Bioleaching of enargite by the thermophilic iron-oxidizing archaea, Acidianus brierleyi, at 70 °C for 27 days yielded a 90.9% recovery of Cu and 5.9% recovery of As. The preferential dissolution of Cu compared to As was mainly achieved by the formation of crystalline scorodite (FeAsO ₄•2H ₂O). Although the chemical valence of As in enargite was confirmed to be As(III), most of the dissolved As was in the compound H ₃As ^VO ₄. This indicates that the H ₃As ^IIIO ₃ released from the enargite was immediately oxidized to H ₂As ^VO ₄ ^- in solution via a catalytic reaction on the surface of the enargite. During the bioleaching process, dissolved Fe ³⁺ was consumed through the formation of precipitates, such as scorodite and jarosite ((M ⁺)Fe ₃(SO ₄) ₂(OH) ₆), as well as the oxidation of enargite.

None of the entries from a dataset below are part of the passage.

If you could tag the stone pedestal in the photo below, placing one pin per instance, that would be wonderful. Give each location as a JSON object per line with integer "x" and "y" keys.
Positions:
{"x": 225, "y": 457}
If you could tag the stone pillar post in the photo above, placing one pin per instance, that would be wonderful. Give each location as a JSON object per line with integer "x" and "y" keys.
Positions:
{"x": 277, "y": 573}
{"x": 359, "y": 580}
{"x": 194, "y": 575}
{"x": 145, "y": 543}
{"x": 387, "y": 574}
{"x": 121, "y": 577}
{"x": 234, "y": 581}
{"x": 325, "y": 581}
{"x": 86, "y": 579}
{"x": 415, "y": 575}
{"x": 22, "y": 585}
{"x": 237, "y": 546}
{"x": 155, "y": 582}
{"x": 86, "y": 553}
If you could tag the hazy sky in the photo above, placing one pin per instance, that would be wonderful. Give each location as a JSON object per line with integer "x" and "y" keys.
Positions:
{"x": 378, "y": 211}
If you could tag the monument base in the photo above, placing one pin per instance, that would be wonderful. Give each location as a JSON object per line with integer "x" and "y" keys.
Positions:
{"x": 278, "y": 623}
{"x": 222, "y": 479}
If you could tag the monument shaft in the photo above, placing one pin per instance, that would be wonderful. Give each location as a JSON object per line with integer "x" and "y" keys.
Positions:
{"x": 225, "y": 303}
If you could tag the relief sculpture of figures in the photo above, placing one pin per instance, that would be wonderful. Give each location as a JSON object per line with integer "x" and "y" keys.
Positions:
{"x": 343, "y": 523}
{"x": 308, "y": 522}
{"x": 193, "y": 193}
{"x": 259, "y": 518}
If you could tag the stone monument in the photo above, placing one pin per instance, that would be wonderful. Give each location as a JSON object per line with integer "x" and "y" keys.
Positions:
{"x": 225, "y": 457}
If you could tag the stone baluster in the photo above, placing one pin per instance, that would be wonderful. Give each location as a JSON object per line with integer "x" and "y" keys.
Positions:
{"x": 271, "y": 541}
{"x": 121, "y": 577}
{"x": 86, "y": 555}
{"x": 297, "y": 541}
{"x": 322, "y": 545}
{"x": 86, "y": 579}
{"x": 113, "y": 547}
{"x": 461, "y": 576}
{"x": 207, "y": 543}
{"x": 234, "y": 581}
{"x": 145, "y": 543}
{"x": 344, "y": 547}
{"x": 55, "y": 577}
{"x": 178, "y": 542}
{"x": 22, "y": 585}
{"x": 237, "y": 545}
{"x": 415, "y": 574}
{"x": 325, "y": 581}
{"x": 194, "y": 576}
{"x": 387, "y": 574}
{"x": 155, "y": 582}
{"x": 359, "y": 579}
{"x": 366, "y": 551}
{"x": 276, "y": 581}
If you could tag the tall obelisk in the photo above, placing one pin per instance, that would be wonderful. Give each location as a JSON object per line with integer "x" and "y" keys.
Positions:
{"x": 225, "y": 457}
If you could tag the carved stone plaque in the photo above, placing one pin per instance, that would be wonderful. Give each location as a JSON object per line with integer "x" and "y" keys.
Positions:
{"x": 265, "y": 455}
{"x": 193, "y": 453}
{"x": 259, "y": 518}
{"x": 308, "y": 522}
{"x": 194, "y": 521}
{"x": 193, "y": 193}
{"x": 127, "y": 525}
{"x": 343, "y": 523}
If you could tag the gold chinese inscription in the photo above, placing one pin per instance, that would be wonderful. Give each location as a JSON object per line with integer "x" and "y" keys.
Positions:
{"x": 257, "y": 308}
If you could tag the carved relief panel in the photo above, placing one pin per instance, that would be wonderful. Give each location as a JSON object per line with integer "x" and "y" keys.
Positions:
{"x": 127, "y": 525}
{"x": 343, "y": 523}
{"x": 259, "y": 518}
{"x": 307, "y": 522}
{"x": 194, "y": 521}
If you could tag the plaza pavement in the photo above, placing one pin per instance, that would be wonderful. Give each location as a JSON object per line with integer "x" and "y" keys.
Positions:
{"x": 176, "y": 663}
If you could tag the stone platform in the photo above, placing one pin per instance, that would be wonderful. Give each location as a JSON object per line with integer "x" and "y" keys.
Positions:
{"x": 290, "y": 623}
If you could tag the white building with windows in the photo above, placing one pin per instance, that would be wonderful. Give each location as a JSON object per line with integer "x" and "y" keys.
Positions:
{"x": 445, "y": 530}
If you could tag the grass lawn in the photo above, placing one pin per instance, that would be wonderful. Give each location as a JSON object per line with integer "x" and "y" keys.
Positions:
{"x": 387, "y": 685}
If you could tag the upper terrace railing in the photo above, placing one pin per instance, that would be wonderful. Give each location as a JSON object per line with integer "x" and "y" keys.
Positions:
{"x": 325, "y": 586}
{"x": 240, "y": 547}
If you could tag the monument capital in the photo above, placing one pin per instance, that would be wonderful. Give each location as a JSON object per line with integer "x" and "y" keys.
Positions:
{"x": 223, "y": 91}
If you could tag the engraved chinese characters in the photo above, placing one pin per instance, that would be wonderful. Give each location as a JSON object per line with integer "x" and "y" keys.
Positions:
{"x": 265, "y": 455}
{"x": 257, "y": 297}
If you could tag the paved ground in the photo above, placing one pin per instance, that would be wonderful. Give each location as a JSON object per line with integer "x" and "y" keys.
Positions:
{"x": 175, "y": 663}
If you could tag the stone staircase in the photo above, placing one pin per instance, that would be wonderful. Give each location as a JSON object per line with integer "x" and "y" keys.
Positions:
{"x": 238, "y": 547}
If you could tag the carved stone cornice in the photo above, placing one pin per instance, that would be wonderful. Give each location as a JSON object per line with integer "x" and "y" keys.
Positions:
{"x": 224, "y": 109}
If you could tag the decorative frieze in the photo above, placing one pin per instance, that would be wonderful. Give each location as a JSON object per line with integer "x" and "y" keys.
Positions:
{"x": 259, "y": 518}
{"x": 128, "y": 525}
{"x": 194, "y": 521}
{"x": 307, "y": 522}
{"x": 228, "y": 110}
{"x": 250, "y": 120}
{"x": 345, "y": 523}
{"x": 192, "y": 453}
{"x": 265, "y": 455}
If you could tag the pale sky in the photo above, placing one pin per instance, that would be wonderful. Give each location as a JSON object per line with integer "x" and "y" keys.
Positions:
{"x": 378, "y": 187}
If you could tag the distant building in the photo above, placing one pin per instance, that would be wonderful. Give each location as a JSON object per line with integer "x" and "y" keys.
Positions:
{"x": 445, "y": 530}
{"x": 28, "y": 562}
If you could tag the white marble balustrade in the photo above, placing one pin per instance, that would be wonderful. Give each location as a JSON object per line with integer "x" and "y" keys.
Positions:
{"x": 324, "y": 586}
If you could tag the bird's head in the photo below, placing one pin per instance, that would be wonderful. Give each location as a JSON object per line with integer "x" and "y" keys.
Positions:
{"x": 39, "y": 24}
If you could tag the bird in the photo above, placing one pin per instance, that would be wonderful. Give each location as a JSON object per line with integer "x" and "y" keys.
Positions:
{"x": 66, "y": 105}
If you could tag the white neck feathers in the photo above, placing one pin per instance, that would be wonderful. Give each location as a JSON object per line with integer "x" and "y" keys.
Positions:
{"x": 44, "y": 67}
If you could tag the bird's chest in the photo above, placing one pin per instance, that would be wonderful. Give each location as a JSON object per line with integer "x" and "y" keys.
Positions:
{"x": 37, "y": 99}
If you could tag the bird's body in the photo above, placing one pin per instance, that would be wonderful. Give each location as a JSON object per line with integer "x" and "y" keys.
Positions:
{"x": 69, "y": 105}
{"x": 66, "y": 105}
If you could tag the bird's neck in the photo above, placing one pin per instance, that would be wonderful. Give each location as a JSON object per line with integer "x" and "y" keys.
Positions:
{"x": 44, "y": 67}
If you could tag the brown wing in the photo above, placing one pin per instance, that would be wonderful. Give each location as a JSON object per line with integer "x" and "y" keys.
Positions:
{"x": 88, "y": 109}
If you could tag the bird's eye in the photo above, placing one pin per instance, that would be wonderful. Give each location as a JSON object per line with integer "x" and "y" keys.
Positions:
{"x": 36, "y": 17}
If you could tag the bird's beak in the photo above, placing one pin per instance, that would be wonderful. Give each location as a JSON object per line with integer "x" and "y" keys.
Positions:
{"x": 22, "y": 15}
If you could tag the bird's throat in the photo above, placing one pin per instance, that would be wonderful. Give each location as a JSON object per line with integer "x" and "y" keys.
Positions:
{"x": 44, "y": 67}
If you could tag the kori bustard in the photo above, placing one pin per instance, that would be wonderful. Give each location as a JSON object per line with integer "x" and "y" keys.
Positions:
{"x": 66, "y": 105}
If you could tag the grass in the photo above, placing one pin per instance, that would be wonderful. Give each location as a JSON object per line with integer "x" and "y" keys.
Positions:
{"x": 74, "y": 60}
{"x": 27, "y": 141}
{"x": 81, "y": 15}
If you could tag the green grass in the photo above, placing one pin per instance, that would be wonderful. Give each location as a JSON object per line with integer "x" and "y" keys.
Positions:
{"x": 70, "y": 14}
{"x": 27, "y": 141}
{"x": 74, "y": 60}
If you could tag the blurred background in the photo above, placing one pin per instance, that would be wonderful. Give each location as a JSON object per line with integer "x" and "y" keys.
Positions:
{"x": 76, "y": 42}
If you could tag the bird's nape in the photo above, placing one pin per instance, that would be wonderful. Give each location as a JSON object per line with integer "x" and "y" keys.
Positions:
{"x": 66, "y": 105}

Even after the formation of scorodite had stopped due to the consumption of Fe ³⁺, As was further passivated in the absence of Fe ³⁺. The co-sorption of Cu ²⁺ and H ₂As ^VO ₄ ^- on jarosite led to the formation of copper arsenate by a seed-forming effect. Subsequent secondary mineral precipitation resulted in the formation of multi-precipitation layers consisting of scorodite, potassium jarosite, elemental sulfur and copper arsenate, after most of the Cu had been recovered from the enargite by microbially induced leaching.